By National Public Radio (NPR)
Zelalem Kibret remembers the day: July 8, 2015. He was in a prison
library reading a biography of Malcolm X, his own copy, when some guards called
his name and handed him a piece of paper. The message: All charges against him
were withdrawn. He was being released.
"I was asking why," says Zelalem, a 29-year-old lawyer and
blogger. "And nobody was giving us a reason."
Zelalem, who'd been in jail for more than a year on terrorism charges
related to his blog posts, suspected the reason. His release, he believes, was
a "personal gift" to President Obama, then three weeks away from an
official visit to Ethiopia, the first ever by a U.S. president.
The U.S. had been pushing quietly the release of Zelalem and five other
members of Zone 9, his blogging crew. Zone 9 takes its name from the eight
zones of the infamous Kality Prison outside Addis Ababa, where political
prisoners and journalists are held. Activists joke that the 9th Zone is
everything outside the prison walls — the rest of Ethiopia.
"Zone 9 is Ethiopia with relative freedom, but still you felt that
you are in detention," Zelalem explains.
Zelalem and the other Zone 9 bloggers had been critical of corruption
and repression by the Ethiopian government, but their blogs and Facebook posts
were seen as a relatively safe space for criticism in a country with about 3
percent Internet penetration.
But the arrest of six bloggers, including Zelalem, and three other
journalists in 2014 sent a signal that as Facebook was becoming more popular in
Ethiopia, digital reportage might now become just as censored as print
journalism. Journalists are regularly imprisoned under Ethiopia's wide-ranging
anti-terrorism law, which makes it a crime to have contact with any group that
the Ethiopian government deems is trying to overthrow it.
At a press conference during Obama's visit, Prime Minister Hailemariam
Desalegn conceded, "We need many young journalists to come up." But,
he said, "We need ethical journalism.
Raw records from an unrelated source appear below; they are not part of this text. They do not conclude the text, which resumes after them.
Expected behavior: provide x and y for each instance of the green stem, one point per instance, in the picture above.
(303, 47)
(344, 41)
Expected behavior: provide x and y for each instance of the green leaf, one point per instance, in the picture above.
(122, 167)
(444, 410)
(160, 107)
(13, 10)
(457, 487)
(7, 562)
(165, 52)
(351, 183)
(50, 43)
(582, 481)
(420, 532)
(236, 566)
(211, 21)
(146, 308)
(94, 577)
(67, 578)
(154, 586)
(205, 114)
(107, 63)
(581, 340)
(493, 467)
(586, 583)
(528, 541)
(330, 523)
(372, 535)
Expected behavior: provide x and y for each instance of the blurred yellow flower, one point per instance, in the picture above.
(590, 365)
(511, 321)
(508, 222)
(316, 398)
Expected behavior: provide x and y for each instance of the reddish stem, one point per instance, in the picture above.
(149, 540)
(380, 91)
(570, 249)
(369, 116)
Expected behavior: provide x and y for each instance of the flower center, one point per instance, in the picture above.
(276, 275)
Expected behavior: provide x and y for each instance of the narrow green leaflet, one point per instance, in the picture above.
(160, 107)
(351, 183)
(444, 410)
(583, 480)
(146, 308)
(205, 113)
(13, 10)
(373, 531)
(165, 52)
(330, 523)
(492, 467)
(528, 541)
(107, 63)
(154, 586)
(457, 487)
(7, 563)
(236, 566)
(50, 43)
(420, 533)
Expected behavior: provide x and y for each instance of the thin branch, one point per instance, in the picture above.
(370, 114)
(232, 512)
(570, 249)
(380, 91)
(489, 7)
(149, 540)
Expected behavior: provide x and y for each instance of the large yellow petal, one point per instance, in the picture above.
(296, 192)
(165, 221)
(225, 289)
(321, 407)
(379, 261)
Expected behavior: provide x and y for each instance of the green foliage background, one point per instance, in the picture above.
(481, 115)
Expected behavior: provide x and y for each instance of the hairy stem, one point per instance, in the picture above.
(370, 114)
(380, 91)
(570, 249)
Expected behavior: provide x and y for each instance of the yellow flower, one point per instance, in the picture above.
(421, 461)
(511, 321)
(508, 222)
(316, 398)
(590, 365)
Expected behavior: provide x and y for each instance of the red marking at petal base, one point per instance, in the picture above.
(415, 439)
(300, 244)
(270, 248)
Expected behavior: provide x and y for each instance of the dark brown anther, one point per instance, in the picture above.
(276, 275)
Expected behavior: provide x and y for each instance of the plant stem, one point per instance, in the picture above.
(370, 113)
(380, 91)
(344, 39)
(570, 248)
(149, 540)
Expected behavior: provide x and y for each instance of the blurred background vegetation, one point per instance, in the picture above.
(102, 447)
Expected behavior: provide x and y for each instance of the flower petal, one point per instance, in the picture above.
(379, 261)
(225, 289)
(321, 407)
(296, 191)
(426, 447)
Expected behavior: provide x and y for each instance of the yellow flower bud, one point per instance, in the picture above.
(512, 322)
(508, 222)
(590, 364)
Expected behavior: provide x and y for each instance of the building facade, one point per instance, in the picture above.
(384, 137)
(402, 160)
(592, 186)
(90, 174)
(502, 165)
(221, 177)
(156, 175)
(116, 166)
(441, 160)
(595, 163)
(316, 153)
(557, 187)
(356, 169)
There is also capacity limitations
in journalism."
The phrase "capacity limitations" — and its cousin,
"capacity building" — came out of development lingo of the 1990s.
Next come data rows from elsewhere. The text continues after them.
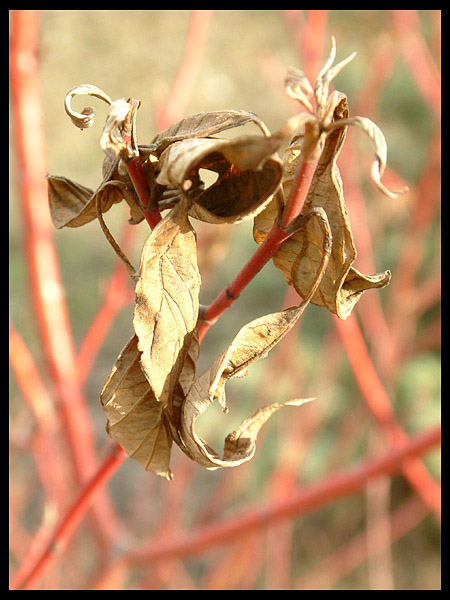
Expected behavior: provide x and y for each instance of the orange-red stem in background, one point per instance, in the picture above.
(277, 236)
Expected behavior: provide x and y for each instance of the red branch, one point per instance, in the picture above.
(28, 575)
(297, 502)
(46, 286)
(378, 401)
(276, 237)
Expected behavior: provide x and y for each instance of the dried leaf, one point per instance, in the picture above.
(84, 119)
(297, 86)
(248, 174)
(300, 255)
(119, 132)
(166, 307)
(202, 125)
(135, 418)
(379, 142)
(326, 75)
(252, 342)
(73, 205)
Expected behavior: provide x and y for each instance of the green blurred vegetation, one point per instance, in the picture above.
(136, 53)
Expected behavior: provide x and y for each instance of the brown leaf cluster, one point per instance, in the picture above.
(152, 395)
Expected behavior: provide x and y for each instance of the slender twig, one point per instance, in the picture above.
(26, 579)
(276, 237)
(50, 309)
(380, 406)
(297, 502)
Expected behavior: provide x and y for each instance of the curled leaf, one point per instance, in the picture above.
(166, 308)
(73, 205)
(119, 135)
(84, 119)
(202, 125)
(135, 418)
(297, 86)
(326, 75)
(247, 167)
(341, 285)
(379, 142)
(252, 342)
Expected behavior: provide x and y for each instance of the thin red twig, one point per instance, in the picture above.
(26, 579)
(276, 237)
(380, 406)
(46, 286)
(298, 502)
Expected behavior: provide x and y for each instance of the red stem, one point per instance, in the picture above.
(46, 285)
(379, 403)
(149, 206)
(28, 576)
(297, 502)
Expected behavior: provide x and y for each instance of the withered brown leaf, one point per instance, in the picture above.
(73, 205)
(135, 417)
(251, 343)
(341, 285)
(242, 187)
(202, 125)
(166, 308)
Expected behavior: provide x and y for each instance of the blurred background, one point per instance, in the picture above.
(244, 57)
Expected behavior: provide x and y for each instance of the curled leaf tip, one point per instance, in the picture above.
(85, 119)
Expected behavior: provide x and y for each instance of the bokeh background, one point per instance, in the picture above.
(245, 54)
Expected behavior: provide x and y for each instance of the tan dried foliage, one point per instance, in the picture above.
(166, 308)
(152, 396)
Ethiopian officials often use "capacity" explanations to assert that
journalists are jailed not because they are critical of the government — but
because they are less professional, more unethical and more incendiary than
Ethiopia's fledgling democracy can tolerate.
In keeping with this theme, Hailemariam nodded to Obama's traveling
press corps and asked them to "help our journalists to increase their
capacity."
Obama had offered an opportunity for just that, promoting his Young
African Leaders Initiative, which gives scholarships for 1,000 African leaders
to study in the U.S. each summer.
Zelalem, out of prison but unable to get back his university teaching
job, followed Obama's advice. He applied and was accepted to the Young African
Leaders Initiative. This summer, he was supposed to study civic leadership at
the University of Virginia.
He won't be going. Ethiopian immigration officials confiscated his
passport at Bole International Airport in November. They also took away the
passports of four of his five colleagues who were released in advance of
Obama's visit.
That's when Zone 9 became more than a metaphor. They were literally
imprisoned in their own country.
Zelalem sees this as evidence of a new strategy. In past years,
Ethiopia has been willing to let its critical citizens flee the country. (For
several years, Ethiopia has ranked on or near the top of the list of countries
with the most exiled journalists, according to the Committee to Protect
Journalists.) Now, Zelalem says, the government may be deciding that it's
better to keep critics close by.
"Especially for people like us working on social media,"
Zelalem says. "Whether we are here or in America or somewhere else, we may
write and we can reach our audiences. Therefore, it's better to keep [us] here
and silence [us]."
When I brought up Zelalem's case with Ethiopia's Minister of Communication,
Getachew Redda, he said he wasn't familiar with it. But he offered a different
explanation for the blogger's rough treatment at the hands of Ethiopian
Immigration: Ethiopia's young institutions, he said — including its judges and
immigration officials — could zealously overstep their bounds. They could even
make mistakes that would take months or years to correct.
The minister's solution? "More capacity building."